During our family’s younger years, Annie had friends including cats. China, we got the day before Sammy was born and Gracie was the neighborhood stray on Tarawa Terrace base housing who we officially adopted. Annie needed an ally, so we got Yankee, our big yellow German Shepherd after we bought our Shamrock Drive house in 2002, and Wally just came to our house one day. Wally didn’t like dogs. It’s like our animals are now in two groups, before Roger passed and after. Gracie was the last one who knew him. She lived until she was 16.
After we lost Roger, we rescued Zoeeee, my girl who I still can’t really talk about and check my emotions simultaneously. She was a feisty, loving shepherd with a drink-crashing tail, a reader of my moods, and the most loyal friend I’ve ever had.
“Where’s Zoeeee?” I’ve said many times.
“She’s right next to you,” a son would say. It became a running joke. I just never saw her in my peripheral because she was so close to me. Now, she’s my spirit in the sky.
Six mammals live with us now. We have Gisele, Tyler’s girl and my BFF, who joined our family due to wine and impulse. During a hurricane in 2012, someone said there was a shepherd who needed a home, so I drove to get Gronk who is now attached to Sammy. His mama was a white German shepherd. I got David when I turned 40. He’s another shepherd who needs a lot of attention, and Gary the girl, a tuxedo cat, came to live with us on Mother’s Day 2011. Salad, yes, Salad, another tuxedo, just came to the house one day. I thought he was a girl and wanted to name him Delilah, but autocorrect, for some reason, changed it to Salad. We kept it. We recently rescued T’Challa, a sleek all black female who we call Face Cat. She loves human noses and eyes. We’re trying to fix that.
Mammals aren’t the only creatures who bring us joy. Our chickens are all named, but I will spare you for now. We came here with 16, lost four since we’ve been here, and have four others who will be integrated on Sunday with their new flocks. We’ve learned to accept that chickens pass away for sometimes no reason, but we haven’t quite learned how to remove our love from them. What’s worse, is they mourn each other. One day almost four years ago in Massachusetts, I was about to eat the most gorgeous plate of chicken nachos when I learned one of my chickens had passed. I haven’t eaten chicken since.

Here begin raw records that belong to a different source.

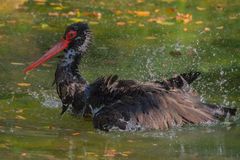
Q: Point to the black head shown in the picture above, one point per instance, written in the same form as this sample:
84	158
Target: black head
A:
76	39
79	36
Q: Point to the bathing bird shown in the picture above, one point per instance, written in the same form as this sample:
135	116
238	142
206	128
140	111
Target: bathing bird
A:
128	105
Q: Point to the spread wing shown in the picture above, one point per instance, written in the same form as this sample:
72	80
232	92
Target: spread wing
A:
156	105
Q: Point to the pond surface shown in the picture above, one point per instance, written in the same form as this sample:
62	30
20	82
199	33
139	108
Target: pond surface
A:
141	40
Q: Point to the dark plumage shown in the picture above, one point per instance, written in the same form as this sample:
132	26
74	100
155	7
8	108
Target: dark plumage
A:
128	104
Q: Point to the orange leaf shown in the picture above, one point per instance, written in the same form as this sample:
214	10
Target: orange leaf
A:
76	134
142	13
121	23
23	84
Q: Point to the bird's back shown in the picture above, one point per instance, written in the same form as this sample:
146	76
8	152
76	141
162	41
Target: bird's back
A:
129	105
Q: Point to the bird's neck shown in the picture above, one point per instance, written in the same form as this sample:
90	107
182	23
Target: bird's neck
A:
71	58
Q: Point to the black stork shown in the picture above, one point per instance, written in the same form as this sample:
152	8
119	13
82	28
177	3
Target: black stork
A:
125	104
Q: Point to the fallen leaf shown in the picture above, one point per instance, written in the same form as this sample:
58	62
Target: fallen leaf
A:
232	17
140	1
199	22
23	84
186	18
110	153
142	13
93	22
150	38
58	8
12	21
77	19
131	22
23	154
17	63
75	134
200	8
18	127
118	12
44	25
219	27
19	111
46	65
157	10
121	23
55	14
170	10
175	53
20	117
206	29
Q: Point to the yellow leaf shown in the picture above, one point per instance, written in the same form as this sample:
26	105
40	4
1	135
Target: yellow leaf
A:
58	8
20	117
76	134
121	23
54	14
206	29
93	22
23	84
232	17
23	154
150	38
142	13
76	19
186	18
199	22
219	27
110	153
17	64
200	8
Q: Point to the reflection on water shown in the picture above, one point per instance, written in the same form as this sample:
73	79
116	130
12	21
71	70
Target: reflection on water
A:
140	40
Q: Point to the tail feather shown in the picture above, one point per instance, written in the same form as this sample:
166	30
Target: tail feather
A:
181	80
221	111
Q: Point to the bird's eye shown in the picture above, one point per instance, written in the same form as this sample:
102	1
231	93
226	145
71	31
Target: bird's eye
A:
71	34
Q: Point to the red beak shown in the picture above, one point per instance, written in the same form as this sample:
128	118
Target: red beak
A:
60	46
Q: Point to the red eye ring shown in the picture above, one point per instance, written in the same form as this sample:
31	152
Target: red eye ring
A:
71	34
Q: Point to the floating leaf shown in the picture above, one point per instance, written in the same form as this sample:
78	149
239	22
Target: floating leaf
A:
219	27
206	29
20	117
18	127
23	154
58	8
199	22
93	22
19	111
121	23
142	13
175	53
186	18
232	17
55	14
165	23
17	63
77	19
46	65
44	25
200	8
23	84
170	10
75	134
110	153
150	38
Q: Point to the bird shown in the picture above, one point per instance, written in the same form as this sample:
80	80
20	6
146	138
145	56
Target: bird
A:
126	105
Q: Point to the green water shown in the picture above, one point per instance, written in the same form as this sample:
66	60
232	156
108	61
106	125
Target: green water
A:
146	45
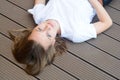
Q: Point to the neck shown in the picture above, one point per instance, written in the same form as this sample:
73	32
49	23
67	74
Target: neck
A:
56	25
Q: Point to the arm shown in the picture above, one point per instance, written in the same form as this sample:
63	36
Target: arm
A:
105	20
39	1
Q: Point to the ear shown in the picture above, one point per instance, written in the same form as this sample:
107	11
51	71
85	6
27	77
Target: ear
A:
12	37
53	43
18	33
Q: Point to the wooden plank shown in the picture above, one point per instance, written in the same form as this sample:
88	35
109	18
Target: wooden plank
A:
53	73
80	68
114	32
8	71
17	14
115	4
96	57
107	44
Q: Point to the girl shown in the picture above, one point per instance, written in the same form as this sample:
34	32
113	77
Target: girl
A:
70	19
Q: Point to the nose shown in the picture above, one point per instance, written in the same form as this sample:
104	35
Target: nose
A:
47	27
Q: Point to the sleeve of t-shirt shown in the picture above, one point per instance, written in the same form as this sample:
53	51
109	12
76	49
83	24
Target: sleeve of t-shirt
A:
84	33
35	11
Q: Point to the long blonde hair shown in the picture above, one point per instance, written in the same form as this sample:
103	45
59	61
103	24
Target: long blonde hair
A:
31	53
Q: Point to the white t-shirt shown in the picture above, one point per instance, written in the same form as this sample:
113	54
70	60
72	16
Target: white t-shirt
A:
74	17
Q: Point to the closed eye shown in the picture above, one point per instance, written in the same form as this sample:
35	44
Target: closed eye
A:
38	29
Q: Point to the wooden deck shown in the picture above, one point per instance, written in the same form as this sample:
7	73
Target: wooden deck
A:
96	59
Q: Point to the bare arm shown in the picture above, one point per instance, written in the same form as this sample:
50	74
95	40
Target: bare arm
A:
40	1
105	20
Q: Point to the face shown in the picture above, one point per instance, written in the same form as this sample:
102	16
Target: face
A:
44	34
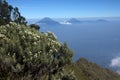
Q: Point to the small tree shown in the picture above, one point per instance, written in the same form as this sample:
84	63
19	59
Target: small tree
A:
35	26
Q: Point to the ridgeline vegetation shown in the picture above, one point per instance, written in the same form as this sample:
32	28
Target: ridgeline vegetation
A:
28	54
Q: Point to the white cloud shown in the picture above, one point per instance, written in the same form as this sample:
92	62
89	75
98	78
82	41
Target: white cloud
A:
115	62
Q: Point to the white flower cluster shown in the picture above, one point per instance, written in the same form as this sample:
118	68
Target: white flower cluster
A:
2	36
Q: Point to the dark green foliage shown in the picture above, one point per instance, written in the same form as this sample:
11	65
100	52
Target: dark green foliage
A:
8	14
26	53
35	26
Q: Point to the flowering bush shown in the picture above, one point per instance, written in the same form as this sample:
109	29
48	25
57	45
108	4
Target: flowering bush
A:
25	53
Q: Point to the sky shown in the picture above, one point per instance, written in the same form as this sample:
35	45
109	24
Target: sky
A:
67	8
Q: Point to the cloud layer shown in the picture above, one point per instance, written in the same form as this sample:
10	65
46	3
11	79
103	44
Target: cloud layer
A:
115	62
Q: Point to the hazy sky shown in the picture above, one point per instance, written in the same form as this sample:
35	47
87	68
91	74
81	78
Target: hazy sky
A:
67	8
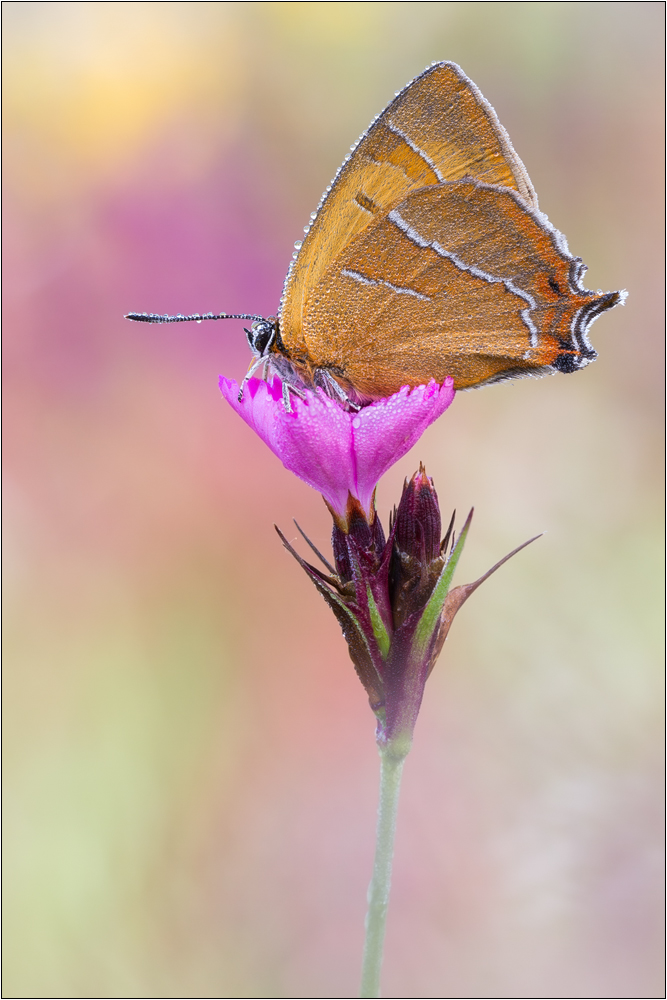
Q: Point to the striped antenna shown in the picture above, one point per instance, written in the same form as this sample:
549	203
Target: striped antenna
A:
179	318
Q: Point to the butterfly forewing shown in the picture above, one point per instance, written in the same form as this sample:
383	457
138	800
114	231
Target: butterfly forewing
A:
439	128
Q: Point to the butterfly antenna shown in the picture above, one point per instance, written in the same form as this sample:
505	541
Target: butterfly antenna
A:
195	317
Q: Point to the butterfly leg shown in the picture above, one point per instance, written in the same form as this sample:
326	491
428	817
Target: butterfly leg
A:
324	380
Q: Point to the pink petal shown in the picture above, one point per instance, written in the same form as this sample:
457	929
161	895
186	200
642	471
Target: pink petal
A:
330	449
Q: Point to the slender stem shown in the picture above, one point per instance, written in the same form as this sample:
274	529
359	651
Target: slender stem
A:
391	769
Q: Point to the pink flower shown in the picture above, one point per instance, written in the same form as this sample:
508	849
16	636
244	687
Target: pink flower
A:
339	453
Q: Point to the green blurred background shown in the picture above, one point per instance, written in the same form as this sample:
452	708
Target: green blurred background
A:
191	774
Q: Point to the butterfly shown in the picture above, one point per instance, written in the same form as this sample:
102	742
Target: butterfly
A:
427	257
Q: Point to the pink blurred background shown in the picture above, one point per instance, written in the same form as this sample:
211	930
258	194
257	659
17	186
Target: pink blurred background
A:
190	764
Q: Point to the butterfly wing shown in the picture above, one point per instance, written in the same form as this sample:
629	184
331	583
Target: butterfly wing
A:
460	279
439	128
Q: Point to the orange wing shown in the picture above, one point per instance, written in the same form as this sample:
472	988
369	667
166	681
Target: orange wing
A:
438	128
460	279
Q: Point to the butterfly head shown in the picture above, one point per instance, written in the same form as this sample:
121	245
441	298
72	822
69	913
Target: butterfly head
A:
262	336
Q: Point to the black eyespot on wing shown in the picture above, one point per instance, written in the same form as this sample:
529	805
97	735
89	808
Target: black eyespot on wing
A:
566	363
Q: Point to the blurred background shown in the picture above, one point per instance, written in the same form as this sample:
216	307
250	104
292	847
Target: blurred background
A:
190	763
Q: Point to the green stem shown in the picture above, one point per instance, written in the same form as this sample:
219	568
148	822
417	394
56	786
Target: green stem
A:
391	768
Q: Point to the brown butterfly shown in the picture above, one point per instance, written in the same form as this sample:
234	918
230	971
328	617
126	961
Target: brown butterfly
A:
427	257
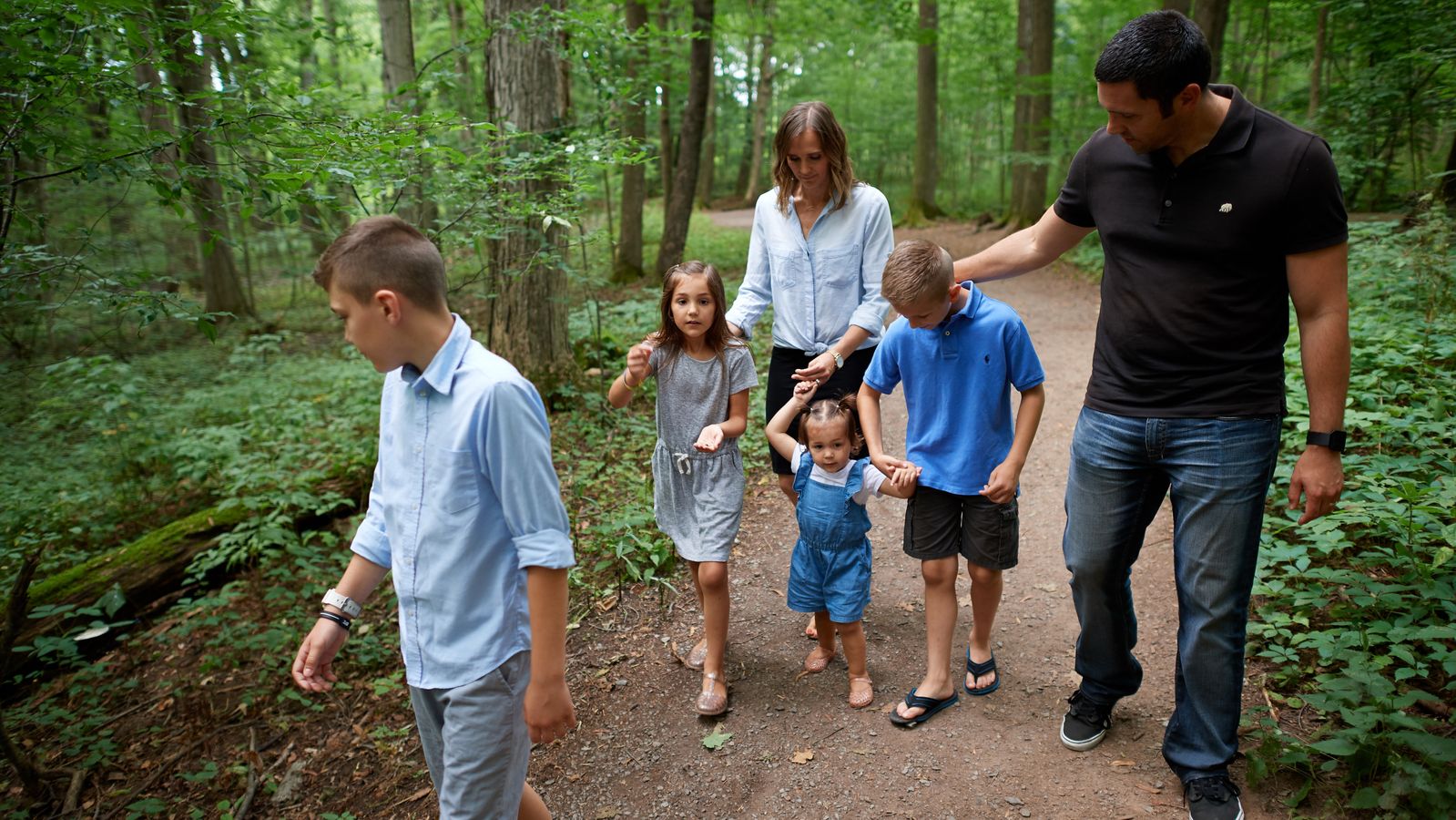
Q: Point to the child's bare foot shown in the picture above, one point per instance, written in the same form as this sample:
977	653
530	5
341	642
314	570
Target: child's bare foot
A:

We’ve cleaned up some gross stuff in our lives, more than most probably, and we don’t wear black much. I still can’t eat food in the presence of Face Cat and we don’t leave food out on the counter, ever. Just leaving for a trip or even for the day takes planning and concern. We sweep and wash and trip and become annoyed and spend money on their special foods and fun toys, and we suffer when they pass.
But we laugh and we play and we watch them be so cute and we have company and protection and eggs. I’m a writer, but I have never been able to explain with words what they mean to us. I’m sure they love us, too, and when it’s our turn to be spirits in the sky, we won’t be lonely.